Antoine éclata de rire avant de se frotter la nuque, gêné.
- Désolé… c'est une histoire un peu compliquée…
- J'ai cru comprendre…
- Puis c'est surtout une histoire terminée pour l'instant…
- Pour l'instant ! releva-t-elle en levant le doigt. Tu vois… C'est toujours pas clair dans ta tête…
- Bah c'est compliqué quoi…
- Je t'écoute…
- Ah non ! On avait dit pas de consultation…
- Ça va… C'est pas dans un cadre formel… C'est juste une discussion comme ça… Puis qui sait ?! J'suis une femme… Je pourrais peut-être te donner quelques conseils… tenta-t-elle en minaudant.
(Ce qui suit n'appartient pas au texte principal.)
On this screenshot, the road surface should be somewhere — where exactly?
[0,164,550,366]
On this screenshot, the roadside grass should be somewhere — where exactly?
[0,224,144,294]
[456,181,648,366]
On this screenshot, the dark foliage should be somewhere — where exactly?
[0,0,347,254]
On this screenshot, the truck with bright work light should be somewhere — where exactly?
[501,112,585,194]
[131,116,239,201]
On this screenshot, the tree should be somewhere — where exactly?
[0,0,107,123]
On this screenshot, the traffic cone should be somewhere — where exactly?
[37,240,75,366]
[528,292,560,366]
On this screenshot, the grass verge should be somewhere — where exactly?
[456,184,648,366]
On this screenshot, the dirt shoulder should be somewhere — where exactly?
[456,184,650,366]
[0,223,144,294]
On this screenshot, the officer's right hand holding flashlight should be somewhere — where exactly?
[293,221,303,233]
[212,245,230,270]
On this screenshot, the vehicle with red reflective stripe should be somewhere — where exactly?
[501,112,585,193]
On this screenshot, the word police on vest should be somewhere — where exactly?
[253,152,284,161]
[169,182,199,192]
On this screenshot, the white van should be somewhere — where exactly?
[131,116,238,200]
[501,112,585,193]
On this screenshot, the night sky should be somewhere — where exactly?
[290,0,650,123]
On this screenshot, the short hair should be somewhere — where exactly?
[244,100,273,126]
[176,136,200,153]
- Oui alors… Y a les femmes ET Candice Renoir… C'est encore une catégorie à part là…
- À ce point ?
- Ah oui ! J'ai jamais vu quelqu'un comme ça… L'incarnation du paradoxe et de l'inconstance…
- Tu rentres quand ?
- Dans trois jours…
- Et qu'est-ce que tu vas faire ?
- Je sais pas… J'ai l'impression qu'elle a pas vraiment compris encore… Puis elle arrête pas d'essayer de me joindre…
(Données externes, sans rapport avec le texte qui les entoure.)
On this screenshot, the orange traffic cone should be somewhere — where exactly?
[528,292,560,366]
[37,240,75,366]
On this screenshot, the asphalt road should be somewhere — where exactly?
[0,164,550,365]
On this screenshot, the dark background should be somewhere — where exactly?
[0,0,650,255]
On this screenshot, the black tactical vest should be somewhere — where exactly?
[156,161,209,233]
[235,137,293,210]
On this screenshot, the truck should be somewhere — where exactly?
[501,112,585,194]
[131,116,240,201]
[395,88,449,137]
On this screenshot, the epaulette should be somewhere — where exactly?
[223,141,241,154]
- Mais au moins ça prouve qu'elle tient à toi…
- Mais je sais qu'elle tient à moi. Mais tant qu'elle aura pas résolu son problème avec l'engagement… On pourra pas avancer.
-Et si elle le résout pas ? lança-t-elle hasardement. »
Antoine haussa les épaules, incapable de répondre à sa question. Pour lui, tout était clair et organisé : la quitter avait été le seul moyen de lui signaler le problème… Et c'était désormais à elle de travailler dessus.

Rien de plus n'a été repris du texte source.